Reformed in 1999, Poland’s pension system is divided into three components, two compulsory and one optional. The first component, or pillar, run by the state Social Insurance Institution (ZUS), is based on the pay-as-you-go system—a type of “contract between generations.” This means that pensions paid out by ZUS are financed from contributions made by current employees. The second component is the open pension fund (OFE) chosen by employees, which invests funds transferred to it by ZUS every month from the contribution to the first component of the pension system. The total contribution is now 19.5 percent of the gross monthly wage; 7.3 percent of the gross wage reaches an individual account at OFE. This is the real capital that works toward the future pension. The voluntary third component, in turn, covers employee pension programs and individual retirement accounts.

This mechanism is about to change. The government plans that from the beginning of April the contribution to open pension funds will be split. For starters, open pension funds will receive 2.3 percent and ultimately, in 2017, 3.5 percent of the gross wage. The rest of the contribution (that is 5 percent to begin with) will go to an individual account managed by the Social Insurance Institution. According to the government, thanks to this, public debt will not exceed 55 percent of the country’s GDP. The government will not have to subsidize the Social Insurance Fund, which pays out pensions from the first pillar.

“This will protect the Polish people from painful cuts,” Prime Minister Donald Tusk said in the lower house of parliament. In addition, according to Tusk, OFE customers should be able to decide what portion of their money will be invested by the funds more aggressively, to enable higher profits at the expense of a higher risk, and what part “would be more conservative, stable and based to a greater extent on state debt securities.” The government has also proposed a tax break for those taking out additional voluntary insurance.

Finance Minister Jacek Rostowski said he expected a positive reaction from financial markets to the proposed changes to open pension funds. “There will be no change as far as the funds currently held by open pension funds are concerned,” Rostowski said. “The government only plans to change the way in which new contributions will be divided between OFEs, personal accounts in ZUS, and new personal accounts in ZUS. Consequently, this situation is completely different than in Hungary” where the government has proposed nationalization of the pension system.

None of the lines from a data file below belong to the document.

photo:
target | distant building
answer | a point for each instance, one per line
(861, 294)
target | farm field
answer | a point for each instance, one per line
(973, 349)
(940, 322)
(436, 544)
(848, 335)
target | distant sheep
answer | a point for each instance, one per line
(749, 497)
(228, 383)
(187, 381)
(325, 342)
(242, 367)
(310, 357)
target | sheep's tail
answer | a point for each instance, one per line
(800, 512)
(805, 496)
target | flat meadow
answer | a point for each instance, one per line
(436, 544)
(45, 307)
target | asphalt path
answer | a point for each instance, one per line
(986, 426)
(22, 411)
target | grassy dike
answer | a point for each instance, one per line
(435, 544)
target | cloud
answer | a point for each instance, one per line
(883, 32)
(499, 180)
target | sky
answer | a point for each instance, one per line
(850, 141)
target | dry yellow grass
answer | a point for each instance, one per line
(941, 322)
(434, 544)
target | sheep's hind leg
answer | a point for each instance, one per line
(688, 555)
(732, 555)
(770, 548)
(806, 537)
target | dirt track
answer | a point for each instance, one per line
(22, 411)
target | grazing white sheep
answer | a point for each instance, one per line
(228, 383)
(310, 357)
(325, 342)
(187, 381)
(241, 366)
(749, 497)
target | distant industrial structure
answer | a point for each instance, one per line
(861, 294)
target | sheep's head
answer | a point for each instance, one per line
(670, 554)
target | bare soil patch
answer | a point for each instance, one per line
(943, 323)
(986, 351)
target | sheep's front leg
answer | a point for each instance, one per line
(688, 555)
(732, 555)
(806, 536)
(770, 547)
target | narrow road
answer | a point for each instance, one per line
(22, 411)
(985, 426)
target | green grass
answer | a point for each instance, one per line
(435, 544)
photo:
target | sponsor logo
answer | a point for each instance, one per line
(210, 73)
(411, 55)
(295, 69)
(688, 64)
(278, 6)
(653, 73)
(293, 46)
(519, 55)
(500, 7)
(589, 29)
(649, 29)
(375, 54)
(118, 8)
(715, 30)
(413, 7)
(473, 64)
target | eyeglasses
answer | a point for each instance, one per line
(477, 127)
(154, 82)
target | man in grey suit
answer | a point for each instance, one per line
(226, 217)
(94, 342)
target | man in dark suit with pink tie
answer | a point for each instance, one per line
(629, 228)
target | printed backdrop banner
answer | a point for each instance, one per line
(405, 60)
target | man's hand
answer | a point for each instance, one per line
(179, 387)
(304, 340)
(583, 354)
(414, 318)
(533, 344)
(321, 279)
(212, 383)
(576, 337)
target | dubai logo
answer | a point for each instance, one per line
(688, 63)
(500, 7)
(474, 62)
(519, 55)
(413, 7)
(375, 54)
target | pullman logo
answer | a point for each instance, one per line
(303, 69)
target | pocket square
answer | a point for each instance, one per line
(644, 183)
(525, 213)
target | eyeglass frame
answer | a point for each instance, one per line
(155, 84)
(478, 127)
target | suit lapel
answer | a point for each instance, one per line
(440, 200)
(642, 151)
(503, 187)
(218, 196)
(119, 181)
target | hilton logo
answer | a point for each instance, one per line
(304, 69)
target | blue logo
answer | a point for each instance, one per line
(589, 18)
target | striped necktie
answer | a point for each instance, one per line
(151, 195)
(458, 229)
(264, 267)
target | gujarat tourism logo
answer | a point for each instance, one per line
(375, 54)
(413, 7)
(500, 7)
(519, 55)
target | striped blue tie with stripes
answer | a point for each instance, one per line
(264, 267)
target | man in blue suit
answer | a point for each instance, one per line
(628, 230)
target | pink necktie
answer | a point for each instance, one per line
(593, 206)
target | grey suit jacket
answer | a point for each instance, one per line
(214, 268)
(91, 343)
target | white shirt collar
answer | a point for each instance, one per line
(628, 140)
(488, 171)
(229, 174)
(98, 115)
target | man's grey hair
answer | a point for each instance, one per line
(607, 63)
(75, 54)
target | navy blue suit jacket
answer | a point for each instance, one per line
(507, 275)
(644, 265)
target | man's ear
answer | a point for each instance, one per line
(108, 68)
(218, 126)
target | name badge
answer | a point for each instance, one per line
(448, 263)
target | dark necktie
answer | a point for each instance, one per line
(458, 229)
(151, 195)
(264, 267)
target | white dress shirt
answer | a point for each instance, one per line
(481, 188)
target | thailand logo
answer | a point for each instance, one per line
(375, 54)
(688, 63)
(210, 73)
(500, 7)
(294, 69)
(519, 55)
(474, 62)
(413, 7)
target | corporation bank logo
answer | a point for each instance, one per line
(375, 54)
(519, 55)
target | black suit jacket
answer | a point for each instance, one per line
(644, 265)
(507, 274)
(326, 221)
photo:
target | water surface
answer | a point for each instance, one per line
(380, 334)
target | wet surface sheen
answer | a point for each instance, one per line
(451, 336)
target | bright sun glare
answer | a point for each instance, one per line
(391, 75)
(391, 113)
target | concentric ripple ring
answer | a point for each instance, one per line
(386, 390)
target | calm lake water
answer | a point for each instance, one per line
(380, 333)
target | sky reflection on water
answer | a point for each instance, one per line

Rostowski said he was convinced that markets would react positively because the government would accelerate the consolidation of public finances. “These measures, plus what we have already done in the budget, will make sure that as early as this year the public finance deficit will be about a third lower than last year, and next year it will be at least half that recorded in 2010,” Rostowski said.

However, not everyone is happy with the government’s proposals. According to the Polish Chamber of Commerce (KIG), the pension fund reform measures proposed by the Ministry of Labor and Social Policy are primarily aimed at reducing the current budget deficit by lowering subsidies to the Social Insurance Fund, but in the long term they mean a departure from the principle of making the pension system independent of subsidies from the state budget. This was dangerous in terms of prospects for reducing public debt and at the same time sustaining economic growth in the future, KIG said.

Experts from the Lewiatan Polish Confederation of Private Employers say the proposed changes to the pension fund system threaten to abolish the pension system in its current form. According to Lewiatan, the proposal seeks to hide part of the state’s debt by reaching for the money of the insured and passing the buck to the next governments. Lewiatan points out that moving money from pension funds to ZUS will protect the government from having to change the definition of public debt and exceeding the financial safety thresholds, but will expose future retirees to losses. “This may lead to the collapse of open pension funds and a reduction of pensions. A system developed over the past several years will thus be destroyed,” Lewiatan said.